В зале повисла гнетущая тишина. Просьба, хоть и почтительная, являлась верхом нарушения этикета: личной аудиенции удостаивались далеко не всякие главы Семей. Но момент выбран удачный — правительница находилась в благодушном настроении, и ей было интересно, о чём таком хочет поговорить младший Виардэн, вернее, о чём хочет попросить. И, как уже говорилось, благоволение Дэйны давало вампиру право на некоторые вольности. Тем более что на её памяти, это будет вообще первой просьбой с его стороны.
— Оставьте нас.
Вампиров словно сдуло ветром, лишь шелест закрывшихся дверей проводил их. Дэйна же с интересом ждала продолжения. Дориан приблизился вплотную к трону и вдруг упал на колени и прижался лбом к изящным туфелькам правительницы. Донельзя удивлённая, та начала понимать, что просьба и впрямь ожидается серьёзная. Вампир не разочаровал.

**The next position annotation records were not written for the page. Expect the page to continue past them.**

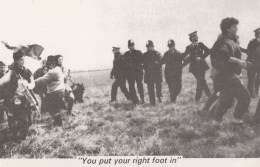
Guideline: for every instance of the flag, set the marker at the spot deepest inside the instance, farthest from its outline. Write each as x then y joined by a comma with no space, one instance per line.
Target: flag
34,51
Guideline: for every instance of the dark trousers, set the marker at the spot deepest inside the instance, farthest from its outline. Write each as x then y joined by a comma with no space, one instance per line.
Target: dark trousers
257,113
20,120
174,85
138,79
213,97
232,89
55,104
253,76
150,86
201,84
119,82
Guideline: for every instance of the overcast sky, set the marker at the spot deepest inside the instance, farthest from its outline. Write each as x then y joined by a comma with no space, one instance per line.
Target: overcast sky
85,30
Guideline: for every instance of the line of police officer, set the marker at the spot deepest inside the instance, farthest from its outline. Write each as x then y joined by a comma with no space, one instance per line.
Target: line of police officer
130,65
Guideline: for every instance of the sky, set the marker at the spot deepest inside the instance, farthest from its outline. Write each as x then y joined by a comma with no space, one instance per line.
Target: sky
84,31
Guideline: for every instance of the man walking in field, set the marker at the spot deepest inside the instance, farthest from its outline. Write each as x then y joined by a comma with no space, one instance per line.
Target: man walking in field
153,72
197,52
134,68
253,72
228,67
119,73
173,70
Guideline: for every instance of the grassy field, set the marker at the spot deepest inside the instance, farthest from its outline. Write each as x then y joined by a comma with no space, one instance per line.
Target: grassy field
100,128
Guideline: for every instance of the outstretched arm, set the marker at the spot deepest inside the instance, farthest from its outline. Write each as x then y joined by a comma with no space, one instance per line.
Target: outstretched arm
206,51
5,79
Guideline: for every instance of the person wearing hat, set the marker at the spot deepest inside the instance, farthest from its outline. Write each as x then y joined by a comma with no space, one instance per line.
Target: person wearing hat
13,82
226,56
253,73
173,60
54,79
69,96
153,72
197,52
41,90
134,71
119,73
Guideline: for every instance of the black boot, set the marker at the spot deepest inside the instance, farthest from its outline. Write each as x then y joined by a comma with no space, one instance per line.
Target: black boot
57,120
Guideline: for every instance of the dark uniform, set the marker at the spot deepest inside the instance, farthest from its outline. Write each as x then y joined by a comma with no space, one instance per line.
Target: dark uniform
173,70
2,73
134,72
229,83
253,72
19,109
119,73
153,73
198,67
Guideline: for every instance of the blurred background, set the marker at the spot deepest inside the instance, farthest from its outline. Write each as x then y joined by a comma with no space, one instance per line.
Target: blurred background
84,31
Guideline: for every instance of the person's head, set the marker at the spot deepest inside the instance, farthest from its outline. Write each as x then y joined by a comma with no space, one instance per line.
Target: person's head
116,50
228,27
18,57
149,45
59,60
51,62
44,63
2,67
257,33
131,44
193,37
237,39
171,44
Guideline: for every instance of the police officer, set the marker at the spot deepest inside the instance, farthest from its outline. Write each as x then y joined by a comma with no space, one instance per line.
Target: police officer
197,52
153,72
173,70
134,68
252,73
228,66
119,73
13,82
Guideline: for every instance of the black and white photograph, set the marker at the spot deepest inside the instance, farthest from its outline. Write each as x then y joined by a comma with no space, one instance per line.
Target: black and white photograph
129,78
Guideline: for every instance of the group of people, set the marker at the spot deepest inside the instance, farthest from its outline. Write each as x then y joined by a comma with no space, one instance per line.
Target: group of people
130,66
17,86
226,73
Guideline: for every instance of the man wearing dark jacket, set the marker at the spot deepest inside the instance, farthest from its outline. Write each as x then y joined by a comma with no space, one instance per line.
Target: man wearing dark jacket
228,67
253,72
119,73
153,72
173,70
197,52
134,71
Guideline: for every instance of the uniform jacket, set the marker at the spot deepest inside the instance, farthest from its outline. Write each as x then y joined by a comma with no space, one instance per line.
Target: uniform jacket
228,49
173,61
9,81
119,66
194,51
54,79
133,61
253,45
152,66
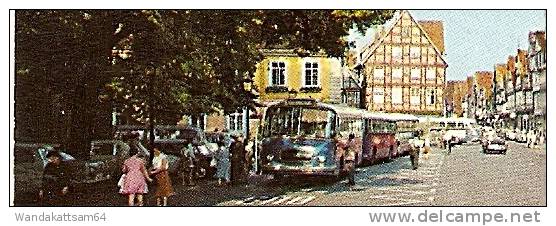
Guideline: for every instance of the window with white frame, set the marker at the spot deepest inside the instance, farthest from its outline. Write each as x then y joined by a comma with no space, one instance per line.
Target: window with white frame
378,95
235,121
415,52
415,73
277,73
415,97
431,97
397,73
397,97
431,73
311,74
406,31
397,53
379,73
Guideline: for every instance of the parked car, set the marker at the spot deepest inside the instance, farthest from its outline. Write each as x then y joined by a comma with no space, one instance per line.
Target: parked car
407,141
31,160
521,136
511,135
493,142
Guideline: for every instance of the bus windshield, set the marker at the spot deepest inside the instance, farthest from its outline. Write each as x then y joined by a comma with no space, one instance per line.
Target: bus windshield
299,121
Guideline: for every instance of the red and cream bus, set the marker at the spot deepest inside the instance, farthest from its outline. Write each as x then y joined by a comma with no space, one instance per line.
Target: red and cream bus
306,137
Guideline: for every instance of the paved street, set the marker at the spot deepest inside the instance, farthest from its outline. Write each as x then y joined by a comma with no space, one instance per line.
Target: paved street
472,178
464,177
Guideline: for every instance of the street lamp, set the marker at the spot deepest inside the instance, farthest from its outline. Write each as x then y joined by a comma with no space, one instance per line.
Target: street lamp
150,71
248,88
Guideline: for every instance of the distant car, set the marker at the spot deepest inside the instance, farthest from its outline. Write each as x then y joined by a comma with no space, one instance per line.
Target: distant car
204,149
494,143
521,136
511,135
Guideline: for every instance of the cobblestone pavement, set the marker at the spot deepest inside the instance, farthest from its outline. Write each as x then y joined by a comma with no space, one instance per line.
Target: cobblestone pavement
465,177
471,178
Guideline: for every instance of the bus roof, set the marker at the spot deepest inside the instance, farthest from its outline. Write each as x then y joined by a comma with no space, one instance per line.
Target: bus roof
447,120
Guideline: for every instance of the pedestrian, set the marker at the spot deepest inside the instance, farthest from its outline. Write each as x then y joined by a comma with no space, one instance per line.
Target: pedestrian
427,147
55,180
531,136
350,159
188,163
447,139
414,151
238,160
160,171
222,162
135,179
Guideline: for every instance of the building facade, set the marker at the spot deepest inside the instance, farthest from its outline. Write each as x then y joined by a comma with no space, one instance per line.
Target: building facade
537,70
469,100
403,68
283,74
523,92
500,97
455,95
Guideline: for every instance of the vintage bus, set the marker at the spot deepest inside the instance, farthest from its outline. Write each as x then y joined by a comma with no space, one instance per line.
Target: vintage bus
463,129
305,137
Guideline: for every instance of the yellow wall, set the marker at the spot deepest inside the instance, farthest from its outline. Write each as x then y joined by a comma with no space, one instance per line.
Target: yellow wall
295,70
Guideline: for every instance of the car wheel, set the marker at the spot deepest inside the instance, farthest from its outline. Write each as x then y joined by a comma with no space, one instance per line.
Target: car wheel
390,155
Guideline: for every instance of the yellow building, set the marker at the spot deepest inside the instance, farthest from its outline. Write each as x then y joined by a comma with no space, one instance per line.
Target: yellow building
280,75
283,74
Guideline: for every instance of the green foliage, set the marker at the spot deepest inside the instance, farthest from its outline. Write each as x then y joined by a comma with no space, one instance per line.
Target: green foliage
165,63
276,89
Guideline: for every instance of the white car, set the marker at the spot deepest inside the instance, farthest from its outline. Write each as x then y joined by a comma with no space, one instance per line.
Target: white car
521,136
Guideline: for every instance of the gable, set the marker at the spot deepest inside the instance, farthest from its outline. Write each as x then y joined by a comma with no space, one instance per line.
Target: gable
404,26
435,30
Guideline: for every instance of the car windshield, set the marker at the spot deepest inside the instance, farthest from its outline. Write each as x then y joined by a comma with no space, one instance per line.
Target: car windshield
299,121
43,151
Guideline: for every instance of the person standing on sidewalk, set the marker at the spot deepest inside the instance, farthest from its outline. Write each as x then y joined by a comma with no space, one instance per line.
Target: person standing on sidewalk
160,171
134,182
55,180
350,159
222,162
238,160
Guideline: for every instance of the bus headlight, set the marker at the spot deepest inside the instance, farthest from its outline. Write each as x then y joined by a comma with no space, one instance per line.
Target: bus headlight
269,157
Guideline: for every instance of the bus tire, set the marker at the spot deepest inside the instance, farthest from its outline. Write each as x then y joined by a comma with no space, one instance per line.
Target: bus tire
342,164
374,159
390,155
278,176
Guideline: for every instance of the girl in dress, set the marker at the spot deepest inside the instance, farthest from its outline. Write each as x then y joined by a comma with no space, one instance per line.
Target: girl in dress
222,162
134,182
163,183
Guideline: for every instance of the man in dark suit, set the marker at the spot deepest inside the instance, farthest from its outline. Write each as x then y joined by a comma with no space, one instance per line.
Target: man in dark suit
55,180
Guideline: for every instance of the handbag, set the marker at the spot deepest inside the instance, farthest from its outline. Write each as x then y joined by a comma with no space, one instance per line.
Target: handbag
121,181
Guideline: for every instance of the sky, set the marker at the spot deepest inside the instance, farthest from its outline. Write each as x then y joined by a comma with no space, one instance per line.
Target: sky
476,40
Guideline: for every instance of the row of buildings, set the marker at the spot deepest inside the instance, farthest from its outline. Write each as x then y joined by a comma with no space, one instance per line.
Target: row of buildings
401,70
511,96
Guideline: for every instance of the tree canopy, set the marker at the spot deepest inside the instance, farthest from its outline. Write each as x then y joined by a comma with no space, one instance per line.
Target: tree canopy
156,65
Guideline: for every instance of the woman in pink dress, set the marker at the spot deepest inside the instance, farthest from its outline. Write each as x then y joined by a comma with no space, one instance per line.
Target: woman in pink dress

— Моя госпожа, молю о милости! Только в вашей власти помочь мне!
— Дориан, я никогда не сомневалась в твоей преданности и покорности, так что не надо демонстрировать их столь… преувеличенно. Встань и объясни уже свою проблему.
Вампир выпрямился, но вставать с колен не спешил. В глазах горела надежда и отчаяние.
— Экселенца! В путешествии я встретил свою Пару. Но слишком поздно — она человек и уже стара, жизненный путь её подходит к концу. Помогите, умоляю!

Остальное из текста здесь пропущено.